For Pinson, however, online sales are just an area for growth, not a remedy to combat illegal downloads and declining CD sales. "I could never see us being just an online store. If we went in that direction, there would be quite a void in this market." He adds, "You can't go to an in-store online."

Over the next few weeks, I plan to talk to other Atlanta record stores and find out how they're weathering today's volatile music market. Stay tuned.

RANDOM NEWS: Last month, stylish rock outfit the Slack Republic announced that it broke up. Now, according to its MySpace page, the group may be getting back together – hence the tag name, "The Slack is Back?" Please fill me in if you know the real deal. ... Remember Shock Cinema?
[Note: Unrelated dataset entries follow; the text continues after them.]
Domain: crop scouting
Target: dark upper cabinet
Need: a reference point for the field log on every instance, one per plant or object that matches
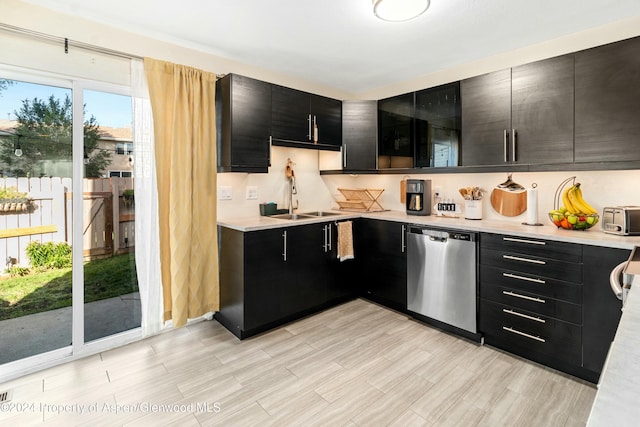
(542, 111)
(243, 123)
(294, 114)
(437, 126)
(607, 82)
(396, 131)
(486, 118)
(359, 135)
(522, 115)
(327, 114)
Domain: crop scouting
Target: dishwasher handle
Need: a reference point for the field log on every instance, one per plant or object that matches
(443, 236)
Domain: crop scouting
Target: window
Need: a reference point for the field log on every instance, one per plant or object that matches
(119, 174)
(124, 148)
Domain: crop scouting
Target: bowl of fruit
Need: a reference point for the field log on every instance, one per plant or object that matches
(574, 213)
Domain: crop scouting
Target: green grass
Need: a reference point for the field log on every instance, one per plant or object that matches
(48, 290)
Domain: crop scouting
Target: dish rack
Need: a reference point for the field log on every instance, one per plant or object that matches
(361, 200)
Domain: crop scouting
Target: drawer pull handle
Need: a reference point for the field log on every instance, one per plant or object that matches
(514, 331)
(528, 279)
(526, 316)
(513, 294)
(517, 258)
(531, 242)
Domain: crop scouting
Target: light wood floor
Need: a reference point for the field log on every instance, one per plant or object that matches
(357, 364)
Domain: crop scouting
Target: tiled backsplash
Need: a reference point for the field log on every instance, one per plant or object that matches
(600, 188)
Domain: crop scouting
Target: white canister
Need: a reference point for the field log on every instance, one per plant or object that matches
(473, 209)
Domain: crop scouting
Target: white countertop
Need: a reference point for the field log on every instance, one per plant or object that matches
(618, 397)
(548, 231)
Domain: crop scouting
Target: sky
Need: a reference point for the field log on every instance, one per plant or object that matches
(109, 109)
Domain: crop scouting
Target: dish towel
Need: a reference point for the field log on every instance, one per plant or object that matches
(345, 240)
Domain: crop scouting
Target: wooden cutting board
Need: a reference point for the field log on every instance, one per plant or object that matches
(509, 203)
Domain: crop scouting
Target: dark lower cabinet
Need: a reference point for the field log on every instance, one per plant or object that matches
(601, 308)
(382, 262)
(558, 309)
(270, 277)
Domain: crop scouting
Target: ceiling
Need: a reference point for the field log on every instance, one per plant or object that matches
(339, 43)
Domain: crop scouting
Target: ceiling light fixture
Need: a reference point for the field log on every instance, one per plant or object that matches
(399, 10)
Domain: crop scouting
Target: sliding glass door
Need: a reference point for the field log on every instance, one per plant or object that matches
(35, 219)
(67, 212)
(111, 297)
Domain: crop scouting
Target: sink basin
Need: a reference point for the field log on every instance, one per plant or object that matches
(320, 213)
(291, 217)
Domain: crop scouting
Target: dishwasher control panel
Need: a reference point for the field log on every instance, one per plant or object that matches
(443, 235)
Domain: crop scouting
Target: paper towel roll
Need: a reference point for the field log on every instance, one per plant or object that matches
(532, 206)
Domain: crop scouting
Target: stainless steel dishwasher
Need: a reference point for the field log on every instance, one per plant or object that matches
(441, 276)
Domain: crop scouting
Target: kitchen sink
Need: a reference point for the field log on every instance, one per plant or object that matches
(320, 213)
(292, 217)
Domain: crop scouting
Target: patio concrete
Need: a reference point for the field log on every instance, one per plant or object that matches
(50, 330)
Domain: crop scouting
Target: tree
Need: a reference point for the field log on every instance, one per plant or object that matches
(4, 84)
(44, 132)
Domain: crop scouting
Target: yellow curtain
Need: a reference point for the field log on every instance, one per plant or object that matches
(183, 108)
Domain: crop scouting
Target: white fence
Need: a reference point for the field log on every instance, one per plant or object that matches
(108, 219)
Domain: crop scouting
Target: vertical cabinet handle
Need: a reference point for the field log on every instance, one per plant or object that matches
(506, 145)
(344, 155)
(284, 245)
(324, 241)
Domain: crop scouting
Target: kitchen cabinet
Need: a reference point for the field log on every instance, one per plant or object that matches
(359, 135)
(294, 114)
(243, 124)
(602, 310)
(531, 299)
(382, 262)
(549, 301)
(270, 277)
(438, 126)
(522, 115)
(396, 131)
(607, 84)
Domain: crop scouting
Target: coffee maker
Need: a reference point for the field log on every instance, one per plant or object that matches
(418, 197)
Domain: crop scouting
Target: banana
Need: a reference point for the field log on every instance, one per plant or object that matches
(585, 205)
(567, 202)
(576, 202)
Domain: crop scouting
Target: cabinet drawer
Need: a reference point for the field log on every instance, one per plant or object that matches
(533, 303)
(531, 264)
(562, 251)
(527, 334)
(552, 288)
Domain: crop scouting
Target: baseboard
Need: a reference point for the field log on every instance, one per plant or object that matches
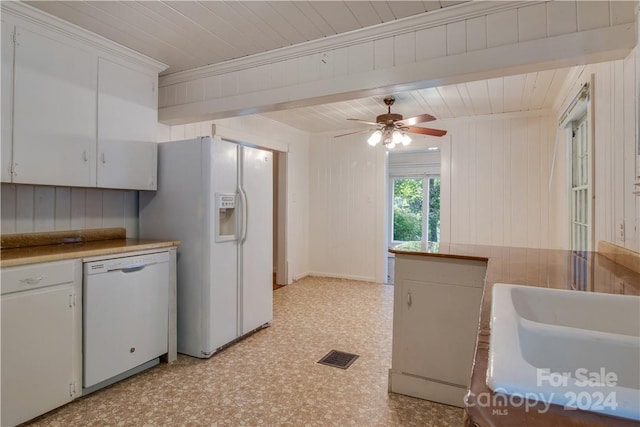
(342, 276)
(423, 388)
(300, 276)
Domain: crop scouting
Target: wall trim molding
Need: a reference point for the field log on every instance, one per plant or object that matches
(341, 276)
(52, 23)
(457, 13)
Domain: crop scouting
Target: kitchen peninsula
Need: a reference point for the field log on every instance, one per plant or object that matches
(592, 271)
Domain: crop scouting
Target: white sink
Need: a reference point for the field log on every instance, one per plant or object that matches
(575, 349)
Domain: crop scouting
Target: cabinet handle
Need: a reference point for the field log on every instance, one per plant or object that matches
(32, 280)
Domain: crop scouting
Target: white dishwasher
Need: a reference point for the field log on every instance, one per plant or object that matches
(125, 316)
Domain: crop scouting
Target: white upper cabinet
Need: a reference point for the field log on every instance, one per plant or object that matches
(54, 120)
(77, 110)
(127, 120)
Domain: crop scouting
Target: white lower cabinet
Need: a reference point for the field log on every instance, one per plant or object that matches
(435, 322)
(41, 338)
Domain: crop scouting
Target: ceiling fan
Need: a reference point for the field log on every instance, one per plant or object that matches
(391, 129)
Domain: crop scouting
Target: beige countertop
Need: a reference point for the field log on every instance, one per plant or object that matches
(109, 241)
(561, 269)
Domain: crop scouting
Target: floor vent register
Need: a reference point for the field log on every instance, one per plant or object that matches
(338, 359)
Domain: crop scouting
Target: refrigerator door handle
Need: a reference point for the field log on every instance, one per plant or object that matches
(243, 234)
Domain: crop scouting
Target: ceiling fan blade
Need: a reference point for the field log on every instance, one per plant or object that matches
(352, 133)
(425, 131)
(415, 120)
(365, 121)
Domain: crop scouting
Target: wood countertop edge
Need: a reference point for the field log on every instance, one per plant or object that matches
(478, 416)
(438, 255)
(85, 253)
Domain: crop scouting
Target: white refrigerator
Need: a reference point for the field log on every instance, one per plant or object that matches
(216, 197)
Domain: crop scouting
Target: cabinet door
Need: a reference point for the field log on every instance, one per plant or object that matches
(54, 128)
(6, 110)
(439, 326)
(127, 121)
(38, 352)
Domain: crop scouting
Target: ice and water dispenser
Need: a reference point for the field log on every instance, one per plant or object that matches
(225, 217)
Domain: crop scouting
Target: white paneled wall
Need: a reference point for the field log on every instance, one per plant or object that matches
(473, 41)
(497, 180)
(346, 208)
(276, 136)
(29, 208)
(615, 141)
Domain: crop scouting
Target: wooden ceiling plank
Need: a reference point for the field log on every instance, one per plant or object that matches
(402, 9)
(513, 87)
(259, 26)
(479, 92)
(83, 14)
(541, 90)
(451, 97)
(496, 95)
(265, 11)
(431, 5)
(295, 17)
(437, 104)
(239, 24)
(199, 15)
(383, 10)
(555, 88)
(364, 13)
(527, 92)
(152, 24)
(337, 14)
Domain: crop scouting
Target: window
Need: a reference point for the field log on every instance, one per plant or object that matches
(412, 218)
(576, 122)
(580, 194)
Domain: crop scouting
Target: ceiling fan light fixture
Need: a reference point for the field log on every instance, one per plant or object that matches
(375, 138)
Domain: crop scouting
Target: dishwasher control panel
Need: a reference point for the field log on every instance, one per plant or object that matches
(126, 263)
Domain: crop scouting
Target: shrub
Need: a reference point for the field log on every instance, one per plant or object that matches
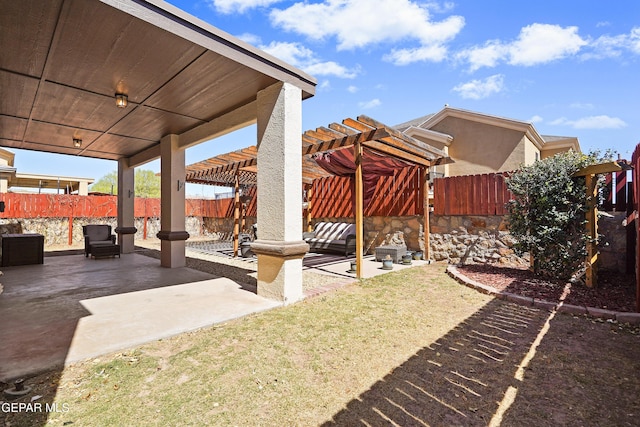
(547, 213)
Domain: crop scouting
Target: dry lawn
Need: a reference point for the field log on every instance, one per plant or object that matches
(408, 348)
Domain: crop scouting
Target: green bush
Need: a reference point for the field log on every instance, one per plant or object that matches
(547, 213)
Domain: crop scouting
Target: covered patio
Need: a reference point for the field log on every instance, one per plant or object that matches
(364, 149)
(149, 81)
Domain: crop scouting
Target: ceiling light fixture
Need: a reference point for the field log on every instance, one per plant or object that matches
(121, 100)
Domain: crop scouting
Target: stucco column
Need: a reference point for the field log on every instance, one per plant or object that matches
(125, 229)
(172, 233)
(280, 247)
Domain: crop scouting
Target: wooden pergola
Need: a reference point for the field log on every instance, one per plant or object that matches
(240, 167)
(589, 173)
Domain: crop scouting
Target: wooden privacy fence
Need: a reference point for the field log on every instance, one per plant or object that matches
(71, 206)
(618, 191)
(331, 197)
(397, 195)
(485, 194)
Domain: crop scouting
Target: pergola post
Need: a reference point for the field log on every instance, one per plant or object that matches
(427, 226)
(591, 278)
(125, 228)
(357, 151)
(172, 216)
(589, 173)
(309, 206)
(280, 248)
(236, 215)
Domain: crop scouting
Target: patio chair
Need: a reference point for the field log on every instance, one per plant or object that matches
(97, 235)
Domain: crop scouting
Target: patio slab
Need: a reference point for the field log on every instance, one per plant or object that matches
(72, 308)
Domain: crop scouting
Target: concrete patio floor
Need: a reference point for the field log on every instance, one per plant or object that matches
(73, 308)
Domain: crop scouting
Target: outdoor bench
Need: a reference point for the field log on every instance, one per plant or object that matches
(332, 237)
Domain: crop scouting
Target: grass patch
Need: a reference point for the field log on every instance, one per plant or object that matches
(297, 365)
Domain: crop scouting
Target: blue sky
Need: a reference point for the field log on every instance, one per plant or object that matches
(571, 67)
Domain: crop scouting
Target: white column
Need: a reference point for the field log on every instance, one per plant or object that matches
(280, 247)
(172, 226)
(83, 188)
(125, 229)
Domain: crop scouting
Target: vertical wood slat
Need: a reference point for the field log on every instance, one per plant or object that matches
(621, 191)
(607, 205)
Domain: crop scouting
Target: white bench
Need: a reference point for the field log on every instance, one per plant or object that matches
(332, 237)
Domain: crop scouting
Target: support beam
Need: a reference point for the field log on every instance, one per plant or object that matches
(280, 248)
(126, 199)
(427, 227)
(172, 225)
(359, 207)
(309, 206)
(591, 276)
(236, 216)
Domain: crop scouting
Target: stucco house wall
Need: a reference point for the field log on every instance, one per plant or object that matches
(481, 143)
(482, 148)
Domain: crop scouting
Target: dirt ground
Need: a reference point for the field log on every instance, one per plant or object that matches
(614, 291)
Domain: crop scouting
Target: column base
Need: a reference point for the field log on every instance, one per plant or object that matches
(172, 248)
(126, 239)
(280, 269)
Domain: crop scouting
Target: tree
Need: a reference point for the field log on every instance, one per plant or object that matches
(547, 214)
(147, 184)
(108, 184)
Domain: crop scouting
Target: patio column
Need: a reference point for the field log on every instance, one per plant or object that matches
(125, 228)
(280, 247)
(172, 234)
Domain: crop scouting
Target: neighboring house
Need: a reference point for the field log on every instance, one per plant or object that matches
(481, 143)
(10, 178)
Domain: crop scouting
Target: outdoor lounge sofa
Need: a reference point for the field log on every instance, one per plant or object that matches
(97, 235)
(332, 237)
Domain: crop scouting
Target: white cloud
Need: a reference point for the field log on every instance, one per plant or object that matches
(362, 23)
(582, 106)
(488, 55)
(324, 85)
(592, 122)
(435, 53)
(370, 104)
(239, 6)
(250, 38)
(607, 46)
(479, 89)
(541, 43)
(302, 57)
(536, 44)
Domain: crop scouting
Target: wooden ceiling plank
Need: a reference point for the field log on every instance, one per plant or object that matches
(395, 152)
(362, 127)
(342, 129)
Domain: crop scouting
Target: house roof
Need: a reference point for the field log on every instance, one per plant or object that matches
(561, 142)
(413, 127)
(63, 61)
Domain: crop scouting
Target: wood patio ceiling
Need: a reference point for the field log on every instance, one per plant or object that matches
(222, 170)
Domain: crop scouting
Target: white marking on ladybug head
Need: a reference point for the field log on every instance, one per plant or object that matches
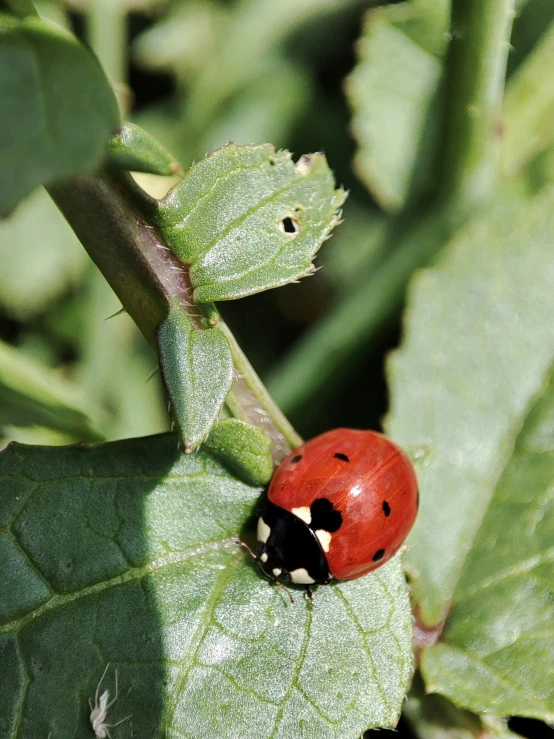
(324, 539)
(301, 577)
(263, 530)
(304, 513)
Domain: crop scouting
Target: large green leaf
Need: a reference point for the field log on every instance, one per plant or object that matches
(498, 645)
(58, 110)
(391, 93)
(247, 218)
(473, 373)
(126, 554)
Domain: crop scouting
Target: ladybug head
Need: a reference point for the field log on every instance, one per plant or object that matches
(271, 564)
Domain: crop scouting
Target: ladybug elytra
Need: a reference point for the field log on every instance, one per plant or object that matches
(339, 506)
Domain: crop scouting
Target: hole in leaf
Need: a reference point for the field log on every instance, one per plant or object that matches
(289, 225)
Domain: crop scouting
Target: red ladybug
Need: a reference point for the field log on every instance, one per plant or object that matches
(338, 507)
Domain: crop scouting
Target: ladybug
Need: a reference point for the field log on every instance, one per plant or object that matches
(338, 507)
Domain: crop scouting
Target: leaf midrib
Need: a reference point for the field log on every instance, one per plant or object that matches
(134, 573)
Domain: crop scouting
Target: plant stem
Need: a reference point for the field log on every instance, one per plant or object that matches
(257, 399)
(473, 88)
(112, 224)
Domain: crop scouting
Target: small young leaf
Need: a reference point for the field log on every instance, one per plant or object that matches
(243, 449)
(126, 554)
(247, 218)
(58, 110)
(473, 374)
(197, 369)
(136, 150)
(391, 93)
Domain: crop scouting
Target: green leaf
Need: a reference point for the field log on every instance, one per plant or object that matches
(40, 257)
(247, 218)
(58, 110)
(32, 395)
(468, 383)
(392, 92)
(498, 645)
(528, 109)
(197, 368)
(126, 554)
(243, 449)
(434, 717)
(135, 149)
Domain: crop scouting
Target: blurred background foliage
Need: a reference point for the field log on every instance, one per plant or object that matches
(362, 84)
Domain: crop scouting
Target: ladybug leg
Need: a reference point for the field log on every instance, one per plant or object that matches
(287, 591)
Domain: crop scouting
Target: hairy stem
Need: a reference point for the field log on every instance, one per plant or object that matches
(474, 85)
(112, 224)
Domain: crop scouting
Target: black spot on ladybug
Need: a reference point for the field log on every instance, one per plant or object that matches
(344, 458)
(325, 516)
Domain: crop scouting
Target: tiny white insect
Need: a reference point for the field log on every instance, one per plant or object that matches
(99, 711)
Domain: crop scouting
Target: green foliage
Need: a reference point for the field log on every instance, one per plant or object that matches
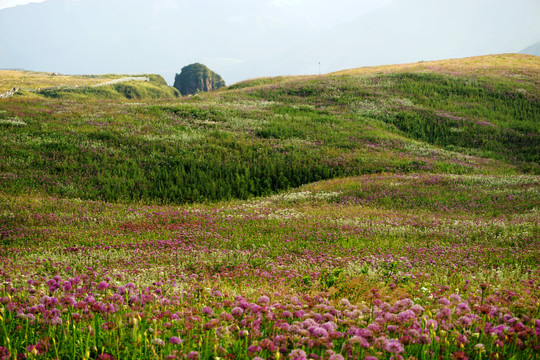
(271, 135)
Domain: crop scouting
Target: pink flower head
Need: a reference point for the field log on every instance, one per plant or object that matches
(320, 332)
(394, 346)
(406, 315)
(175, 340)
(298, 354)
(237, 312)
(359, 340)
(443, 301)
(207, 311)
(106, 357)
(254, 349)
(4, 353)
(102, 286)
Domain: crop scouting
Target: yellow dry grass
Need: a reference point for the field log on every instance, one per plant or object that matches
(34, 80)
(501, 64)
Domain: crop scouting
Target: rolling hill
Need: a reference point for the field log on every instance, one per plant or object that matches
(475, 115)
(376, 213)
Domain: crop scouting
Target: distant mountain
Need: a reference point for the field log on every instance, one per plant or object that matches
(141, 36)
(532, 50)
(415, 30)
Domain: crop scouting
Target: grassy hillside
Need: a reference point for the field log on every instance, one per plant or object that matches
(412, 231)
(84, 87)
(267, 135)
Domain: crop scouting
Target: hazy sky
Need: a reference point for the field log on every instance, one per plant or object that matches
(242, 39)
(10, 3)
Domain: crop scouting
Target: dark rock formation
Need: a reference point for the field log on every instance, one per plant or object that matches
(195, 78)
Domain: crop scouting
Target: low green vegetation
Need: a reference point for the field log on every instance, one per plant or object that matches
(386, 213)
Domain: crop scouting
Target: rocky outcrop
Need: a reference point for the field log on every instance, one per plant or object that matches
(195, 78)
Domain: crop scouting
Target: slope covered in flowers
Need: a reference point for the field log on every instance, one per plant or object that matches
(422, 242)
(406, 266)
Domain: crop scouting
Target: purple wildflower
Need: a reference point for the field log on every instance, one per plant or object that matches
(207, 311)
(4, 353)
(320, 332)
(394, 346)
(298, 354)
(237, 312)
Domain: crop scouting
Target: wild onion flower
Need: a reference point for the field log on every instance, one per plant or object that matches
(237, 312)
(394, 346)
(298, 354)
(4, 353)
(320, 332)
(207, 311)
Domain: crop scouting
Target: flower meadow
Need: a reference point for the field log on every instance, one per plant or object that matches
(386, 213)
(336, 269)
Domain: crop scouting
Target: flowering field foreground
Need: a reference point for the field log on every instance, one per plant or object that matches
(382, 266)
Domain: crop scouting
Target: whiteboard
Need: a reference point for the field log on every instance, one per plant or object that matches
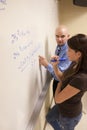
(24, 34)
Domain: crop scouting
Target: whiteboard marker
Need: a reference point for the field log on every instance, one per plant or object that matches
(61, 59)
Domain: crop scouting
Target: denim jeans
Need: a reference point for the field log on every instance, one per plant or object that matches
(58, 122)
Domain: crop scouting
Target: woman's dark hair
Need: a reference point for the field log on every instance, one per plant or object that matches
(78, 43)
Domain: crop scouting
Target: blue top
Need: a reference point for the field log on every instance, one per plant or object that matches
(63, 65)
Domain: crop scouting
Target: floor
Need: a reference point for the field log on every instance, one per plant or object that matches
(81, 126)
(83, 123)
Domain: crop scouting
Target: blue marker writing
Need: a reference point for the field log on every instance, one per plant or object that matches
(61, 59)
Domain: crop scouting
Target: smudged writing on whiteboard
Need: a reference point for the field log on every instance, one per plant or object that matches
(25, 50)
(19, 34)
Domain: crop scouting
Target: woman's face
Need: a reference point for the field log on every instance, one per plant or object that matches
(73, 55)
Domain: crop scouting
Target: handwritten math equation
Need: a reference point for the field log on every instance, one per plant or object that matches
(25, 51)
(2, 4)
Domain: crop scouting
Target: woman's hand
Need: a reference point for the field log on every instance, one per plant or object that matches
(54, 60)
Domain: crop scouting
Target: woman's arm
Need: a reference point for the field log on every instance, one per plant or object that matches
(68, 92)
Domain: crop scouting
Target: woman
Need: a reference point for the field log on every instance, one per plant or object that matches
(67, 112)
The neo-wave band moved to Brooklyn, N.Y., right after a farewell performance at last year's Corndogorama, and signed with reputable indie Kanine Records. A reissue of its 2006 EP, Our Way Is Revenge, comes out Aug. 21.

CD RELEASES: Funky soul unit Wabi Sabi issues Plays Well With Others Thursday, June 21, at 10 High. Dirty Sweet and Sick Figures also perform. ... Hard-rock band Holdcell issues a new CD Friday, June 22, at the Loft. Hybrid L and Novakayne open. ... Rock 'n' roll outfit Royal Family releases Vintage Romance Friday, June 22, at Sweetwater Live. Hollywood Holocaust and the Luchagors open. ... Blues trombonist Lil Joe Burton drops Live From Paris: Lil Joe From Chicago Saturday, June 23, at Club 29.